Ensinado a interceptar roupas velhas e pobres, o segurança intimou: “Quem são vocês?”.
Um deles se adiantou: “Nós somos os autores”. E entraram.
Sim, eles são autores. Como autores podem viver. Como dizia Luciano Felipe da Luz: “A
minha vida é sempre a sua. Se liga gente boa”.
13 de setembro de 2010
13 O Boca de Rua é um projeto da ONG Alice, de Porto Alegre, iniciado em 2000. O jornal, publicado a cada três meses, conta histórias de um mundo
até então invisível, agora escrito, fotografado e grafitado por moradores das ruas de Porto Alegre, que se encontram uma vez por semana para decidir a
pauta e reeditar a vida. Os analfabetos ditam suas palavras, todos se escrevem de alguma maneira, com a ajuda de todos. Depois, é vendido nas ruas da
capital por seus autores. Cada um tem a sua cota de exemplares e a renda pertence a eles. Ao final desta coluna, Eliane fez um adendo: “Aos jornalistas e
jornaleiros que tornaram o Boca de Rua possível, a minha homenagem.
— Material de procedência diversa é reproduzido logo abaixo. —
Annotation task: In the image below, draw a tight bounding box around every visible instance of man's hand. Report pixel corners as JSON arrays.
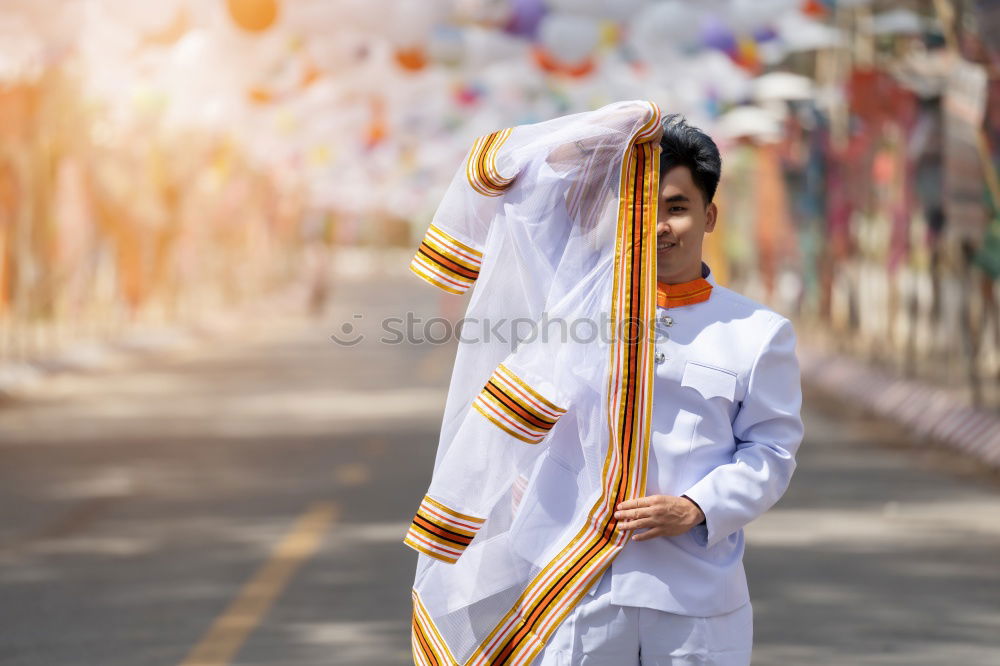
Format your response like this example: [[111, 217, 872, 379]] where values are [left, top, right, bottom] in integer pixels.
[[615, 495, 705, 541]]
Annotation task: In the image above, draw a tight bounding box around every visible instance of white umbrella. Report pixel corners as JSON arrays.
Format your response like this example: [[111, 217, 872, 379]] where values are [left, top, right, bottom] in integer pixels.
[[777, 12, 846, 53], [751, 72, 813, 102], [716, 105, 781, 140], [872, 9, 929, 35]]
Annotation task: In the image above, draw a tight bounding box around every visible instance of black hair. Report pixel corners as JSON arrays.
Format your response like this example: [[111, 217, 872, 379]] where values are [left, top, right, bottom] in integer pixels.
[[660, 113, 722, 205]]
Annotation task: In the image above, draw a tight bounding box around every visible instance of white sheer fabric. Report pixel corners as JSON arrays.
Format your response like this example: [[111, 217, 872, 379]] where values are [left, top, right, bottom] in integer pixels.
[[405, 101, 661, 664]]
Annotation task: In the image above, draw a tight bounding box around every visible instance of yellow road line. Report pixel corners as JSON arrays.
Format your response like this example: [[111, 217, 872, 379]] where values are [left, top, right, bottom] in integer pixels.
[[180, 502, 339, 666]]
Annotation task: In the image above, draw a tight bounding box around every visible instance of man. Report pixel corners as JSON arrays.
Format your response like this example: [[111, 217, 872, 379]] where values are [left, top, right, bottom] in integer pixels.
[[535, 116, 803, 666], [405, 101, 802, 666]]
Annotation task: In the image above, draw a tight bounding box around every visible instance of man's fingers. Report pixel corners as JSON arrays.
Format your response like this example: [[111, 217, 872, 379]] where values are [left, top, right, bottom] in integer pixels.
[[632, 528, 663, 541], [618, 516, 656, 530]]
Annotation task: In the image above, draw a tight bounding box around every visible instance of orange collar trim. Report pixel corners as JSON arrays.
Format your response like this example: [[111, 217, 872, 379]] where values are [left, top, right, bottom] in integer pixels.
[[656, 278, 712, 308]]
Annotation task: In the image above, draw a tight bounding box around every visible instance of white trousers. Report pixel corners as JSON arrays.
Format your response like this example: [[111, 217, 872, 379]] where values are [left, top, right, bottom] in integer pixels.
[[532, 572, 753, 666]]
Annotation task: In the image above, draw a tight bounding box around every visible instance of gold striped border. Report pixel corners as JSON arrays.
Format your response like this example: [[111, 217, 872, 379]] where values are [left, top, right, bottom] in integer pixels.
[[410, 223, 483, 294], [465, 127, 514, 197], [472, 363, 566, 444], [410, 589, 458, 666], [403, 496, 486, 564], [468, 105, 659, 666]]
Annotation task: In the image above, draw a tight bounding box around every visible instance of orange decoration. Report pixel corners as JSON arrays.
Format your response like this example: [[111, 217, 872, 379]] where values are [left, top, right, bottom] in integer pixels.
[[144, 7, 188, 46], [802, 0, 826, 18], [531, 44, 594, 77], [247, 86, 274, 104], [226, 0, 278, 32], [396, 46, 427, 72]]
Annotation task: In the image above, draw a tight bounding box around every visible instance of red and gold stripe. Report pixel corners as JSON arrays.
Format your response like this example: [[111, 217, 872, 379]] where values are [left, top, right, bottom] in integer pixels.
[[403, 496, 486, 564], [410, 223, 483, 294], [468, 100, 659, 666], [472, 363, 566, 444], [410, 590, 458, 666], [465, 127, 514, 197]]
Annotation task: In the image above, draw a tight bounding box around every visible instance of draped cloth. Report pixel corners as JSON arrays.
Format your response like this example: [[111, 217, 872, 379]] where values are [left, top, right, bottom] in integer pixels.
[[404, 101, 662, 664]]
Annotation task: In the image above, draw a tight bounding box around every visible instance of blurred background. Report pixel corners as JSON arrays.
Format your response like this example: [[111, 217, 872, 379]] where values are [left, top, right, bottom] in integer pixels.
[[0, 0, 1000, 666]]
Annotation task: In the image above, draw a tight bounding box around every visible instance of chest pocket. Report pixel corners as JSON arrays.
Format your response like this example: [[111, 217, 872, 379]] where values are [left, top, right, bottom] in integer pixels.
[[681, 361, 736, 403]]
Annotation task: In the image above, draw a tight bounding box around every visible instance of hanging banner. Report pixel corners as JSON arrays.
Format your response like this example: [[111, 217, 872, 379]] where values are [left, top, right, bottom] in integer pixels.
[[944, 59, 987, 246]]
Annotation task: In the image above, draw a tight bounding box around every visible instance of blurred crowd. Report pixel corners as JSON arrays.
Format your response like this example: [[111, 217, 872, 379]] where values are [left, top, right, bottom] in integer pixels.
[[0, 0, 1000, 406]]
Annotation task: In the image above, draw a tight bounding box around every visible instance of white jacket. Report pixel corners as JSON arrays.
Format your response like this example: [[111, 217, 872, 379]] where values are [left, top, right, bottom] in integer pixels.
[[592, 264, 803, 616], [405, 101, 797, 665]]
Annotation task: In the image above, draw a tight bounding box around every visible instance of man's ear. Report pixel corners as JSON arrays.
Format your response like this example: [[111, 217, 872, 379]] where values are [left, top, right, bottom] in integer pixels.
[[705, 201, 719, 234]]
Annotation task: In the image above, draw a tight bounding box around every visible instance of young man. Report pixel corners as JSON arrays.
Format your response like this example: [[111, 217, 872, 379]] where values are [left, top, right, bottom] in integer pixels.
[[404, 100, 802, 666], [535, 116, 803, 666]]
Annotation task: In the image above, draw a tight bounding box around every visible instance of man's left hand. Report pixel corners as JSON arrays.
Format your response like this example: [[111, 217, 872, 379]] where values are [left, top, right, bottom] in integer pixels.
[[615, 495, 705, 541]]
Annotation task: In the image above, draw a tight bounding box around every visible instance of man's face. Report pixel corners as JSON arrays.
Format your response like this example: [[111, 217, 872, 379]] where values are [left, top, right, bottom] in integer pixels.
[[656, 166, 717, 283]]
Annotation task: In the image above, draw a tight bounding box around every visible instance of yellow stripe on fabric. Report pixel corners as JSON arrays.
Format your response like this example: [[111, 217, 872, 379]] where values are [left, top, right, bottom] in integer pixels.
[[465, 127, 514, 197], [410, 259, 468, 294], [424, 496, 486, 524], [472, 396, 542, 444], [411, 589, 458, 666], [498, 363, 566, 414], [469, 105, 659, 666]]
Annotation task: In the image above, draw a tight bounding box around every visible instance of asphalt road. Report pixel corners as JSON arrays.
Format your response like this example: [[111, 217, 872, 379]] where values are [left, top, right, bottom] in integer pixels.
[[0, 274, 1000, 666]]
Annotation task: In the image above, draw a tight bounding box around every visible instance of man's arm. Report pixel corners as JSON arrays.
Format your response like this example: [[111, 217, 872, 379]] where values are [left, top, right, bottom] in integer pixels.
[[683, 317, 803, 547]]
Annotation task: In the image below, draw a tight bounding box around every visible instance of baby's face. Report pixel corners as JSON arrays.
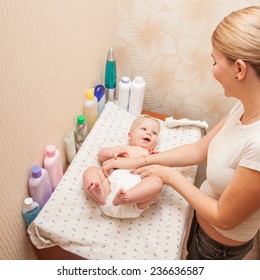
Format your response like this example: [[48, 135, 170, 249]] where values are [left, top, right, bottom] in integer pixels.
[[128, 118, 160, 149]]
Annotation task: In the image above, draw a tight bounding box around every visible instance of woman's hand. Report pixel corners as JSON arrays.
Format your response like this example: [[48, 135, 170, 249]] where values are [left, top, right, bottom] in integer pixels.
[[131, 165, 176, 185]]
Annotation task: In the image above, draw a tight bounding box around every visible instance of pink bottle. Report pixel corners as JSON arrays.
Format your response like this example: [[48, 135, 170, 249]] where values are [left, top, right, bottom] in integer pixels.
[[29, 165, 52, 208], [43, 145, 63, 190]]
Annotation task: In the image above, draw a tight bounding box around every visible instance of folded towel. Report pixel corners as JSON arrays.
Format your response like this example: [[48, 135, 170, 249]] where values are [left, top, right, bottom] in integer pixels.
[[165, 117, 208, 130]]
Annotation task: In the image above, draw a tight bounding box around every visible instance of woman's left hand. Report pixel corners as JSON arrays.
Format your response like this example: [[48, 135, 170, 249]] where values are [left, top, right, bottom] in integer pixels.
[[131, 165, 174, 185]]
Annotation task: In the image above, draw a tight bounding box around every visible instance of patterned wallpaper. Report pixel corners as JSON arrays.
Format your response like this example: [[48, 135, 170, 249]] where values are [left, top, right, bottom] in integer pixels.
[[115, 0, 260, 127]]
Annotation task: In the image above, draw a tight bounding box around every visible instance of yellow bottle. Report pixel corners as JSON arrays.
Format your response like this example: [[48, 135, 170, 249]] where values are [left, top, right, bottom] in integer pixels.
[[83, 88, 98, 132]]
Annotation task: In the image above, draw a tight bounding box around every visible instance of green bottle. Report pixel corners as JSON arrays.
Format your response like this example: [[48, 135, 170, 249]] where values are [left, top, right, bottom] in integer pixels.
[[105, 49, 116, 101]]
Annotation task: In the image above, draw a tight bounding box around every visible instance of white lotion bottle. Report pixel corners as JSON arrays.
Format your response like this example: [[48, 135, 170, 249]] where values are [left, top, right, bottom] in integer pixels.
[[29, 165, 52, 208], [129, 76, 145, 117], [117, 77, 132, 111], [43, 145, 63, 190]]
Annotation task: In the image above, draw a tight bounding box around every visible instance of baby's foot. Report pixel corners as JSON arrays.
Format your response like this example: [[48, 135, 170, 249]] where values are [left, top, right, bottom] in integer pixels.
[[113, 189, 128, 206], [87, 182, 106, 205]]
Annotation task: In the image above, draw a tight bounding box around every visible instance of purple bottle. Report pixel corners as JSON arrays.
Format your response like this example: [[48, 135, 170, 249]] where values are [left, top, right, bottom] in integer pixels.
[[29, 165, 52, 208]]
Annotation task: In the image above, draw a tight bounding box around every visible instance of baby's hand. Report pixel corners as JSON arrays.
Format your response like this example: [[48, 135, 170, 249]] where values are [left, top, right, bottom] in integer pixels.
[[113, 151, 129, 159]]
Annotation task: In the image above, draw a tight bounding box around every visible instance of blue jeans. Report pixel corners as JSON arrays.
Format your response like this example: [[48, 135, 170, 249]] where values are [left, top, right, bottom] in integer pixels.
[[186, 212, 254, 260]]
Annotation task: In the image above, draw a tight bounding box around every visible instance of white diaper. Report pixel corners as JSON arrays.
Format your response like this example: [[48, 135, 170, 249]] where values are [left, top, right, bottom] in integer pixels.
[[100, 169, 145, 218]]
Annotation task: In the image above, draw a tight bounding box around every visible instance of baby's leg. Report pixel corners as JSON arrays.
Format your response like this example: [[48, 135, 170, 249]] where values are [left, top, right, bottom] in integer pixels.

Afinal, um jornal é exatamente isso — ou pelo menos deveria ser: o reconhecimento
da vida. Em palavras”.
14 As colunas sobre moradores de rua, como Eliane constatou, são as menos lidas, no acompanhamento da audiência. É como se as pessoas
nãoquisessem vê-los, nem nas ruas, nem em lugar algum. É por isso que ela continua escrevendo sobre moradores de rua. Até que enxerguem.